Patrick blushed. “No, ma’am,” he said.

Samantha put a ringer under his chin. “He’s cute,” she said to Max. “Bring him over. If he’s a virgin, I might do him for free.” She gave Patrick a small kiss on the lips and then turned around and departed.

Max couldn’t think of anything appropriate to say after Samantha left. He thought about apologizing but decided it wasn’t necessary. Max put his arm around Patrick and the two of them walked toward the back of the casino, where the higher stakes tables were cordoned off.

“All right, now, yo,” cried a young woman with her back toward them. “Five and six makes a yo.”
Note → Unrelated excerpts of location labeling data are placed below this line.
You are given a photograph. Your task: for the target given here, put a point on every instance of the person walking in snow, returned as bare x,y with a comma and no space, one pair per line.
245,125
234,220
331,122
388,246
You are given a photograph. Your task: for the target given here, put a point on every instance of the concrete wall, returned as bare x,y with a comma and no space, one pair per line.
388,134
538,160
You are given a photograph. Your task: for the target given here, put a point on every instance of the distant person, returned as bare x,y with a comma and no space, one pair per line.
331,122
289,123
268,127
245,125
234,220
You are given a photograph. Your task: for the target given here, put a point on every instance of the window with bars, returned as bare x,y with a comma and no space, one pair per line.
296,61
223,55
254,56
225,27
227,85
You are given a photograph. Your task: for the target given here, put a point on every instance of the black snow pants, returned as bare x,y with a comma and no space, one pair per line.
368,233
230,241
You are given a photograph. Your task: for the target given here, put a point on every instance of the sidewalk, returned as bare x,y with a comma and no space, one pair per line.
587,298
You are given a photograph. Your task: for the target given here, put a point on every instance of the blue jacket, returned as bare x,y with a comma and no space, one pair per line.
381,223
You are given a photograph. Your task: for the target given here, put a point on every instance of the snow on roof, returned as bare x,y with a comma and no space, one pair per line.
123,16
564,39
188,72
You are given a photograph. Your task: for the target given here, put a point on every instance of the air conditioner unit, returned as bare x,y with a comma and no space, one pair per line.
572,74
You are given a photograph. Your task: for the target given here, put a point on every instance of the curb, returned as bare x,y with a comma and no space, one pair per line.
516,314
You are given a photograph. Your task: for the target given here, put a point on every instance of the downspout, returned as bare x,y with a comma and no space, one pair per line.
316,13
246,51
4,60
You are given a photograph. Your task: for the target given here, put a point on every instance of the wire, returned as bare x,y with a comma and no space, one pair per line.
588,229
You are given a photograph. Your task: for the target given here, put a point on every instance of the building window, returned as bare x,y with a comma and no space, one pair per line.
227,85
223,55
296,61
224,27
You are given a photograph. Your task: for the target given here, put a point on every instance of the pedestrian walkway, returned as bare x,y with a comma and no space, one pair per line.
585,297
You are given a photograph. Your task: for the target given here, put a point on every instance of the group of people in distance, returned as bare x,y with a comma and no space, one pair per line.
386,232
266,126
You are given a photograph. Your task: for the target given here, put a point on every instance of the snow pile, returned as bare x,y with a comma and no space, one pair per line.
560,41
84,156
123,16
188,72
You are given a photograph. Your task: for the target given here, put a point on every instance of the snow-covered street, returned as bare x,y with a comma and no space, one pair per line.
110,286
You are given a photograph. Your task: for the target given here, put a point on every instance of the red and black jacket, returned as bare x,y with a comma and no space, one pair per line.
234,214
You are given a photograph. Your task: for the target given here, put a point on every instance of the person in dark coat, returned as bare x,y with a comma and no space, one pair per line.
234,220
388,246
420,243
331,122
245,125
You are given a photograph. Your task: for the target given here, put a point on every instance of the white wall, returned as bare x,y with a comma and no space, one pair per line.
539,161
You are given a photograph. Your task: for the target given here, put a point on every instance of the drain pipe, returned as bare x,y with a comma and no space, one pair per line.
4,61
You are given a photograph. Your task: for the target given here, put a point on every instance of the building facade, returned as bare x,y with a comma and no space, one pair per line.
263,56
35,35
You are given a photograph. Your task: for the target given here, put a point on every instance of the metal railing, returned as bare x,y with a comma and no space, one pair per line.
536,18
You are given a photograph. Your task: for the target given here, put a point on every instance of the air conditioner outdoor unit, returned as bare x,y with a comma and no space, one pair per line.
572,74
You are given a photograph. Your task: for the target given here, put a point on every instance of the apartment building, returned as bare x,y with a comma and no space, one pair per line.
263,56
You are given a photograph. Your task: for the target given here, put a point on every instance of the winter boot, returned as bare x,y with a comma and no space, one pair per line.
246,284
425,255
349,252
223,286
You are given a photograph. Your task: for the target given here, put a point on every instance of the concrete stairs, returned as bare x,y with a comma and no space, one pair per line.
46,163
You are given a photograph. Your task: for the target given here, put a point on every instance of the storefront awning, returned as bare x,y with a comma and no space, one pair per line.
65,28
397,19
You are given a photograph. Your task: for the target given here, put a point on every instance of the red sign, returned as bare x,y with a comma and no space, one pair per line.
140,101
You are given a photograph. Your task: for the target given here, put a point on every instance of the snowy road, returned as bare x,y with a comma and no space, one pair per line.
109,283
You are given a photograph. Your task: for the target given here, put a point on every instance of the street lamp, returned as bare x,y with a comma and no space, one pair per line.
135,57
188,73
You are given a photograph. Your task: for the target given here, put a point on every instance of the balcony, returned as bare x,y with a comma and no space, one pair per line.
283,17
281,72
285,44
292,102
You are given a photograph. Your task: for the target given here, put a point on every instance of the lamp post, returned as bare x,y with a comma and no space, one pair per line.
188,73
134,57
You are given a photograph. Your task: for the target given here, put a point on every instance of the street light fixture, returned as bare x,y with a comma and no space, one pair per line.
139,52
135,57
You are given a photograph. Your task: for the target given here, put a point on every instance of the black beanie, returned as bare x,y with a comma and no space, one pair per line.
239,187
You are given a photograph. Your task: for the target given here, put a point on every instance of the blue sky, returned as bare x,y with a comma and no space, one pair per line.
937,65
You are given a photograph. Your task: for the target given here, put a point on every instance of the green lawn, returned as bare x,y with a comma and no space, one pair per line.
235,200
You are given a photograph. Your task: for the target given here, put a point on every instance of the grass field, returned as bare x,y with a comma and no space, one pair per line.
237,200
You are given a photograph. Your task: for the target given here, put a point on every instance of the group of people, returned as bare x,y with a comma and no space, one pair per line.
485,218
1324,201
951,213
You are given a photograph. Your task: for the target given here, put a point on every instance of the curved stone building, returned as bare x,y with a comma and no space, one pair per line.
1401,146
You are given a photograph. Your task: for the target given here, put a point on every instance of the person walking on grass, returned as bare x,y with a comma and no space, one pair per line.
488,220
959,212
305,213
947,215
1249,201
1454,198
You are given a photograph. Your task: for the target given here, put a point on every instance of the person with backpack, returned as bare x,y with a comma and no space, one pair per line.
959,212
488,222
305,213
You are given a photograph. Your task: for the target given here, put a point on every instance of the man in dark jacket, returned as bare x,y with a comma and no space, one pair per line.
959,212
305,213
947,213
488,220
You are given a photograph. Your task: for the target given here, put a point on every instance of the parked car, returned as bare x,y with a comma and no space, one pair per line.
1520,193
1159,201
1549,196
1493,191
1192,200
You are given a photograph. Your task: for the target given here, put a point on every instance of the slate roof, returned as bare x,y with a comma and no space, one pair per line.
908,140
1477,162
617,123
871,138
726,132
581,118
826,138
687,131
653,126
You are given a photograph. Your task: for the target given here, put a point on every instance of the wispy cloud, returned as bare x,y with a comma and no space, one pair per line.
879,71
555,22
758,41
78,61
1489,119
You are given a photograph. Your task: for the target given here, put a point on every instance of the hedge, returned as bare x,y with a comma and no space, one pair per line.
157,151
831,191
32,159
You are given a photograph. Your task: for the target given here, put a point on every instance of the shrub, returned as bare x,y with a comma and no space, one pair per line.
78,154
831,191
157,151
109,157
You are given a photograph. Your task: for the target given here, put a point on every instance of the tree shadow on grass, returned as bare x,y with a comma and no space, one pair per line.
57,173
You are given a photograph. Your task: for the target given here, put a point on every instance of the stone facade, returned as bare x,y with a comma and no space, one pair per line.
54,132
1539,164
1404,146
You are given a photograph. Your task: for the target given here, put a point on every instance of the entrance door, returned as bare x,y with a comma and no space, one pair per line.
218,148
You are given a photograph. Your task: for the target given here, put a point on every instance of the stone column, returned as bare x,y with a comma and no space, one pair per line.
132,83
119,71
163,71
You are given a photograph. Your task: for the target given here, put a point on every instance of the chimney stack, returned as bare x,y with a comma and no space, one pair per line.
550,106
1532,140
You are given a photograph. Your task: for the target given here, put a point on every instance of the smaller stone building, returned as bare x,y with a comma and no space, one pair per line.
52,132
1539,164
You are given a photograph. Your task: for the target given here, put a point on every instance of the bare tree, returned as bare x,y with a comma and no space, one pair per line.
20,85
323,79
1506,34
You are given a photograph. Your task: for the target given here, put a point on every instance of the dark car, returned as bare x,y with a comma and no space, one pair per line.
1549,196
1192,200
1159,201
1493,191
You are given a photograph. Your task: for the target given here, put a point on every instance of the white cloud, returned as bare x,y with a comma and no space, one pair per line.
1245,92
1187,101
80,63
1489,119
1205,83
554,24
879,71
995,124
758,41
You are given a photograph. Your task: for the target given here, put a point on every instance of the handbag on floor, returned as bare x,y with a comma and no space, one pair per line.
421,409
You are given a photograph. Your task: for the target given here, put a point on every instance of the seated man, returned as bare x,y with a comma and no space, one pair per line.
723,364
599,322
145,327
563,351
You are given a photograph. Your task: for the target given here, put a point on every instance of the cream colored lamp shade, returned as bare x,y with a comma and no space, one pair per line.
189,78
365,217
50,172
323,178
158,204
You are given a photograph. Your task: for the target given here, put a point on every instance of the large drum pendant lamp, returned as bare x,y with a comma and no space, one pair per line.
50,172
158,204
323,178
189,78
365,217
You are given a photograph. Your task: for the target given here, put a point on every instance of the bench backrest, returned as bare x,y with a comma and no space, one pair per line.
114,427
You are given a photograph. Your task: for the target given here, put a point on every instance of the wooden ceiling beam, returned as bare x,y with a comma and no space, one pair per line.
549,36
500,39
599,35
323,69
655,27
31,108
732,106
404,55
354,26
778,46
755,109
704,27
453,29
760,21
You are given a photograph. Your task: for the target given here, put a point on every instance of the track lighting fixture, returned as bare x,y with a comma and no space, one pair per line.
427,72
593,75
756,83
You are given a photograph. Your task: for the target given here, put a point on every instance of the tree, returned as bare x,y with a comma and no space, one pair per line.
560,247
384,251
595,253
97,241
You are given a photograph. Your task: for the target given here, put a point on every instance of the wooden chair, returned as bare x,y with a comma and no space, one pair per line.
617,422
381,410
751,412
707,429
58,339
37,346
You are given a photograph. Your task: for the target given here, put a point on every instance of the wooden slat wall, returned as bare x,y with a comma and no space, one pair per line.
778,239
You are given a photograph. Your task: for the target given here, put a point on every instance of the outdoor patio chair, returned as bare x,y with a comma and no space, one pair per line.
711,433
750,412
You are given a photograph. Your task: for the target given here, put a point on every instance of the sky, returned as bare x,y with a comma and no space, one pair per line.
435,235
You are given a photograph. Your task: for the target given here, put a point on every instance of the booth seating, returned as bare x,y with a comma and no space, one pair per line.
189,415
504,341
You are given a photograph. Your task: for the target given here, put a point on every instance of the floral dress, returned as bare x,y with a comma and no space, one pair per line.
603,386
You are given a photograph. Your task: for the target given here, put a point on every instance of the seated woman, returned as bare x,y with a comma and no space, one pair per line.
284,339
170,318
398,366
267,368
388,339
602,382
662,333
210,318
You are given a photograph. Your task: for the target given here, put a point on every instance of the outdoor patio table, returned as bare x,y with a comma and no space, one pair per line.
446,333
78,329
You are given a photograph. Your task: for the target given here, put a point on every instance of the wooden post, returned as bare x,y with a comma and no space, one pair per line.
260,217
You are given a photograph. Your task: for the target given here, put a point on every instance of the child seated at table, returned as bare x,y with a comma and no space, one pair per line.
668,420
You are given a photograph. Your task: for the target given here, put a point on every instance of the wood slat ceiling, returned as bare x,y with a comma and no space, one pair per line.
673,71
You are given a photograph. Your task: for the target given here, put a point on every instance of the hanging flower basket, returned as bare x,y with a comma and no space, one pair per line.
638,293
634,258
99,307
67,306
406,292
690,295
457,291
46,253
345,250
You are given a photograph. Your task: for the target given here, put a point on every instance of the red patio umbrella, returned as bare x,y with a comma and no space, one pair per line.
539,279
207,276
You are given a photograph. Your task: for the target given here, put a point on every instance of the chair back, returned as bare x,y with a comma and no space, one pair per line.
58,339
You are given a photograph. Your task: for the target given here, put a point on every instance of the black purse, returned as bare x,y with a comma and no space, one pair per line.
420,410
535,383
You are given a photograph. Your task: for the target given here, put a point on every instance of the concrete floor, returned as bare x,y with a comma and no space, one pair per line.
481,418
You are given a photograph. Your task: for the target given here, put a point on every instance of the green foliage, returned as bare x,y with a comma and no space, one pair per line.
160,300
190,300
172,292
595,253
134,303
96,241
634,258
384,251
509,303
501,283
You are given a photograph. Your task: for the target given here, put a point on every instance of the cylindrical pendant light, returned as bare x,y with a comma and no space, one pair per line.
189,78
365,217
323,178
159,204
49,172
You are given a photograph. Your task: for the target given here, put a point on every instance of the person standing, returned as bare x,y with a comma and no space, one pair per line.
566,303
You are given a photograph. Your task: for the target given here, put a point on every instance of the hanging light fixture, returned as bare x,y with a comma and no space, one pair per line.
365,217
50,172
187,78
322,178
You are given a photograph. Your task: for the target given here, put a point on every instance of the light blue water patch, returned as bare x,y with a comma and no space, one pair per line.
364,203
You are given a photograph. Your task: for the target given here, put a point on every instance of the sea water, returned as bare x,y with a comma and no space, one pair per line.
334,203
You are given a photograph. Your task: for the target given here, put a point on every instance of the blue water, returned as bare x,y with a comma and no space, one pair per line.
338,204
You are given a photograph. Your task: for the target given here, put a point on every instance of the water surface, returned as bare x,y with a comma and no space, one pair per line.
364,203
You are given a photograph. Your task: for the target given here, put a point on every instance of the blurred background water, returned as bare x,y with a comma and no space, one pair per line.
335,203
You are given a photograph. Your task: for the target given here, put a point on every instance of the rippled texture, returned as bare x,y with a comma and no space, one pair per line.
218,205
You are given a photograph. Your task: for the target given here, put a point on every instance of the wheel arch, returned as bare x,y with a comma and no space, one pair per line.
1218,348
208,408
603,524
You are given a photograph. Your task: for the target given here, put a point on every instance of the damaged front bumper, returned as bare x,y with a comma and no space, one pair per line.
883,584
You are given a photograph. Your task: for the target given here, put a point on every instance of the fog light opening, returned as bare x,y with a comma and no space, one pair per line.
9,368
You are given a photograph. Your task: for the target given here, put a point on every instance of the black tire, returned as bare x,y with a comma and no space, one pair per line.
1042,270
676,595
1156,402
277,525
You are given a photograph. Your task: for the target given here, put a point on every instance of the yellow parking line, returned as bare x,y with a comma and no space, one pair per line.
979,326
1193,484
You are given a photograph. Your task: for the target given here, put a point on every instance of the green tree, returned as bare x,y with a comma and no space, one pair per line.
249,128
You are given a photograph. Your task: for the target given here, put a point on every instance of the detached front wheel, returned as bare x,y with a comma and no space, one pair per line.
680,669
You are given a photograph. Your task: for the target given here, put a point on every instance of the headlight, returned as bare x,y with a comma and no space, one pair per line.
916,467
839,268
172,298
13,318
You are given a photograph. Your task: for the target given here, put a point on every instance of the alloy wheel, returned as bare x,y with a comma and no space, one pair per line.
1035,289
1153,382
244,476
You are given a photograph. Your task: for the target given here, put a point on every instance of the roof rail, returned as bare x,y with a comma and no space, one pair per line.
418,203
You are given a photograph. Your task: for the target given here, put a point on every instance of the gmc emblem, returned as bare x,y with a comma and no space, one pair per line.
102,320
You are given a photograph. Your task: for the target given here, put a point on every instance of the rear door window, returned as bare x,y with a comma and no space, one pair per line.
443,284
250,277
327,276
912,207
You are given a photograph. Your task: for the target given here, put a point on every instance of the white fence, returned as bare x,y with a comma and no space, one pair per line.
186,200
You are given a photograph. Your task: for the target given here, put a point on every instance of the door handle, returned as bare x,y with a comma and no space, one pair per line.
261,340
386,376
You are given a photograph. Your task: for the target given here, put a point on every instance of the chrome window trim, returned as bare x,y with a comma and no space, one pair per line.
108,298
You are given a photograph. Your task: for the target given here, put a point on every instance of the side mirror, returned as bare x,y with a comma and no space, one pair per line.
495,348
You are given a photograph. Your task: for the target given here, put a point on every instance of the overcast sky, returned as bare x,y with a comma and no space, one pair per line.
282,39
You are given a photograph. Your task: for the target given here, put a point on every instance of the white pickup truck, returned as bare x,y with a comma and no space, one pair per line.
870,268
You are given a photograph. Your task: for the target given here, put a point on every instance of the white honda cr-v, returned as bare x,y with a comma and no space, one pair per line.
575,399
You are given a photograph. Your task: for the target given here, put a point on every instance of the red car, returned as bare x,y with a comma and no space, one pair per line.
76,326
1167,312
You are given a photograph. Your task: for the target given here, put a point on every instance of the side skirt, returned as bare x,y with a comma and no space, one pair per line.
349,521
Patrick glanced over at Max with surprise. “That’s Katie,” he said, hastening his step in her direction.

Katie was completely absorbed in the game. She took a quick drag from a cigarette, belted down the drink she was handed by the swarthy man on her right, and then held the dice high above her head. “All the numbers,” she said, handing chips to the croupier. “Here’s twenty-six—plus five marks on the hard eight. . . . Now, be there, forty-four,” she said, flinging the dice against the opposite end of the table with a flick of her wrist. . “Forty-four,” the crowd around the table shouted in unison.

Katie jumped up and down in her place, gave her date a hug, quaffed another drink, and took a long, languorous pull from her cigarette.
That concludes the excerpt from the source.